„Fałszywki” trafiły do urzędu w Piotrkowie? Sprawą zajął się prokurator

3 godzin temu
Zdjęcie: foto Poglądowe/Archiwalne


W piątek, 8 sierpnia przewodniczący komisji do sprawdzenia schematy wniosku mieszkańców o przeprowadzenie referendum lokalnego, złożył zawiadomienie do piotrkowskiej prokuratury. Chodzi o podrobienie podpisów na listach poparcia.

- Prokuratura Rejonowa w Piotrkowie Trybunalskim postanowieniem z dnia 18 sierpnia 2025 roku wszczęła dochodzenie w sprawie zaistniałego w nieustalonym okresie, ale nie później niż do dnia 23 lipca 2025 roku w Piotrkowie Trybunalskim, woj. łódzkie podrobienia w celu użycia za autentyczny oraz użycia jako autentyczny podrobionego dokumentu w postaci list poparcia w sprawie lokalnego referendum, tj., o czyn z art. 270 § 1 k.k. – informuje Dorota Mrówczyńska, rzecznik prasowy Prokuratury Okręgowej.

Przypomnijmy, iż grupa referendalna złożyła pisma w sprawie przeprowadzenia w naszym mieście dwóch referendów: sprzeciwu wobec powstania Centrum Integracji Cudzoziemców oraz odwołania prezydenta i rady miasta.
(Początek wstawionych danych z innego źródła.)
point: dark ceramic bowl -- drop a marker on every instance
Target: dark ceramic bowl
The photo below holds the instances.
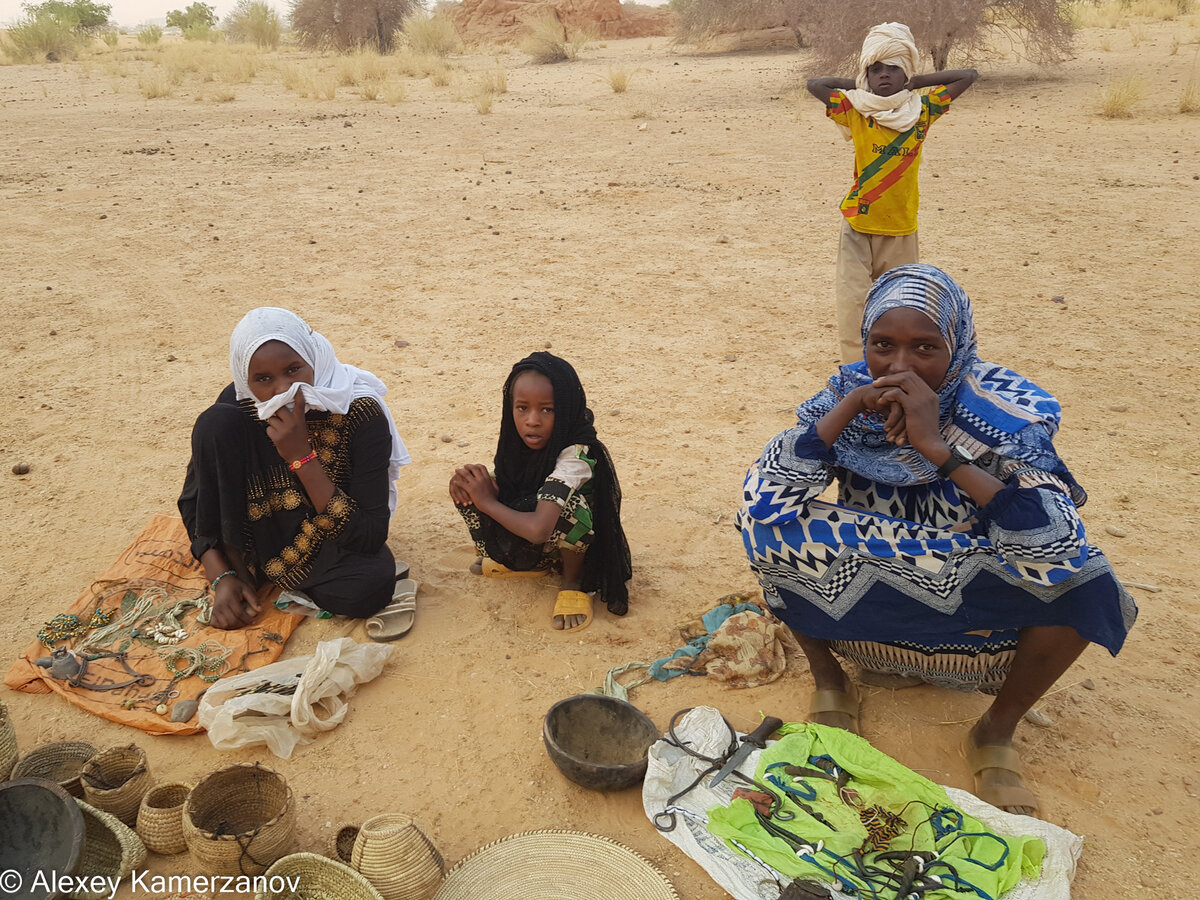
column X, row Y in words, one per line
column 599, row 742
column 41, row 831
Weryfikacją wniosku mieszkańców w sprawie referendum gminnego zajęła się komisja w składzie: Dariusz Cecotka, Małgorzata Pingot i Paweł Kowalski. W trakcie prac członkowie natknęli się na nieprawidłowości, które są przedmiotem dochodzenia prokuratury. Pytamy o dalsze kroki.

Jest dochodzenie

Jak przekazał rzecznik prasowy prokuratury, postępowanie pozostaje na wstępnym etapie. w tej chwili zbierane są materiały dowodowe.

- W jego toku gromadzony jest rzeczowy i osobowy materiał dowodowy mający na celu uprawdopodobnienie zaistnienia przestępstwa – mówi Dorota Mrówczyńska.

Jak dodaje rzecznik, stosownie do pozyskanych wyników podejmowane będą dalsze czynności procesowe. Warto zaznaczyć, iż za czyn z art. 270 § 1 k.k., czyli fałszerstwo materialne grozi kara więzienia od 3 miesięcy do 5 lat.